Daarin licht ze uitvoerig toe hoe ze dit jaar het regeerakkoord op het vlak van pensioenen concreet wil uitvoeren. En ze heeft haast. Een concreet pensioenhervormingsvoorstel legt ze al op 1 september aan de ministerraad voor.

We zijn positief want ze wil samenwerken met de sociale partners. Ze hanteert bij elke hervorming het gendercriterium, wil de pensioenbedragen opkrikken, waarborgt het respect voor verworven rechten en voert de pensioenbonus terug in.

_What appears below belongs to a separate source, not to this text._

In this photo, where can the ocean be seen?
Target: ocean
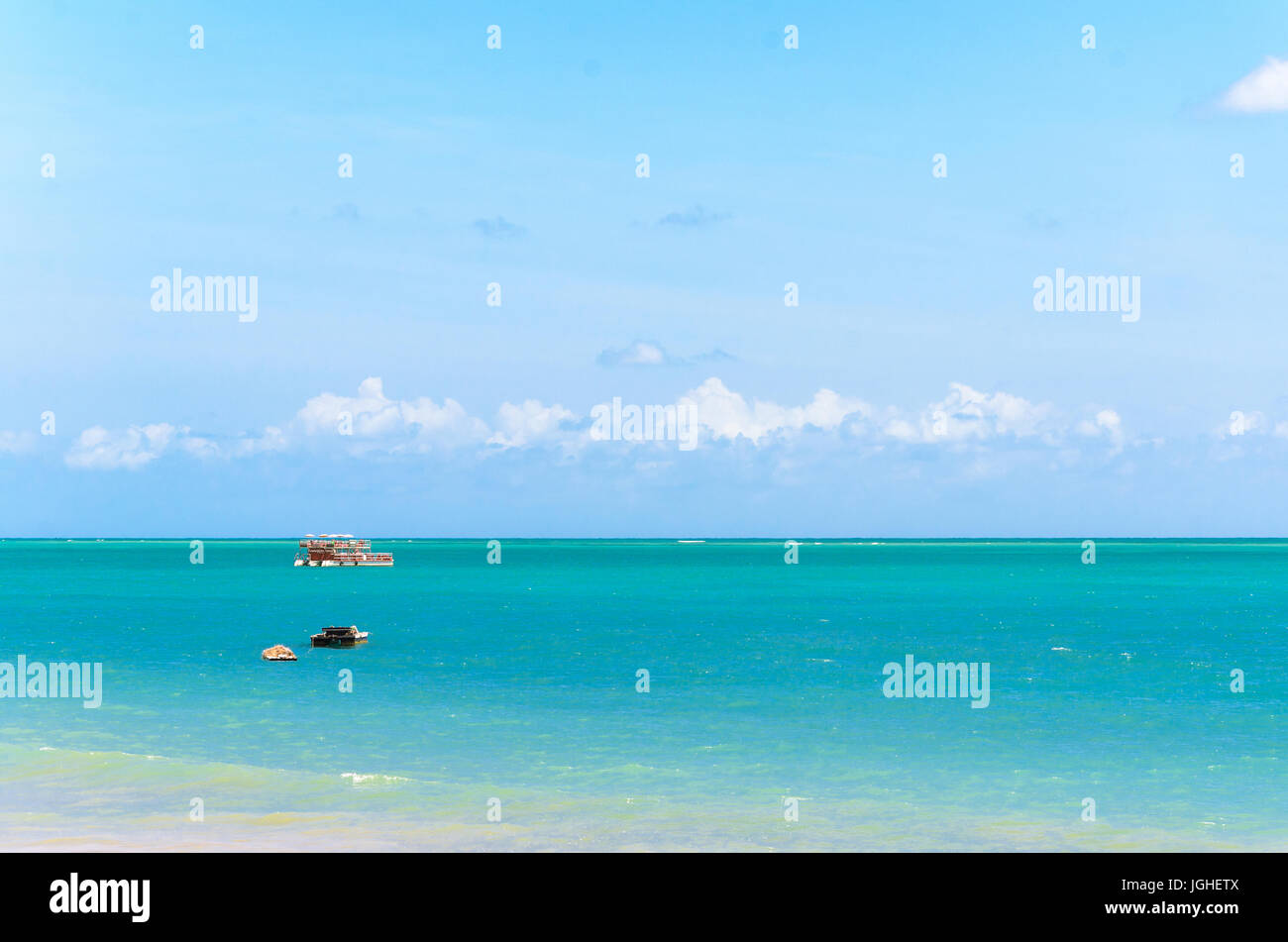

Tegelijk zijn we bezorgd. De minister handhaaft alle vroegere strenge maatregelen om mensen langer te laten werken, voert het deeltijds pensioen in, ijvert voor een harmonisering van de drie pensioenstelsels (naar beneden?) en vooral, voorziet in haar nota geen enkele maatregel om vervroegd pensioen mogelijk te ma-en. Het aanvullend pensioen bij het contractueel personeel bij de overheid is kennelijk aan haar aandacht ontsnapt. Het ziektepensioen riskeert te worden afgeschaft. Budget is inderdaad helaas haar andere rode draad.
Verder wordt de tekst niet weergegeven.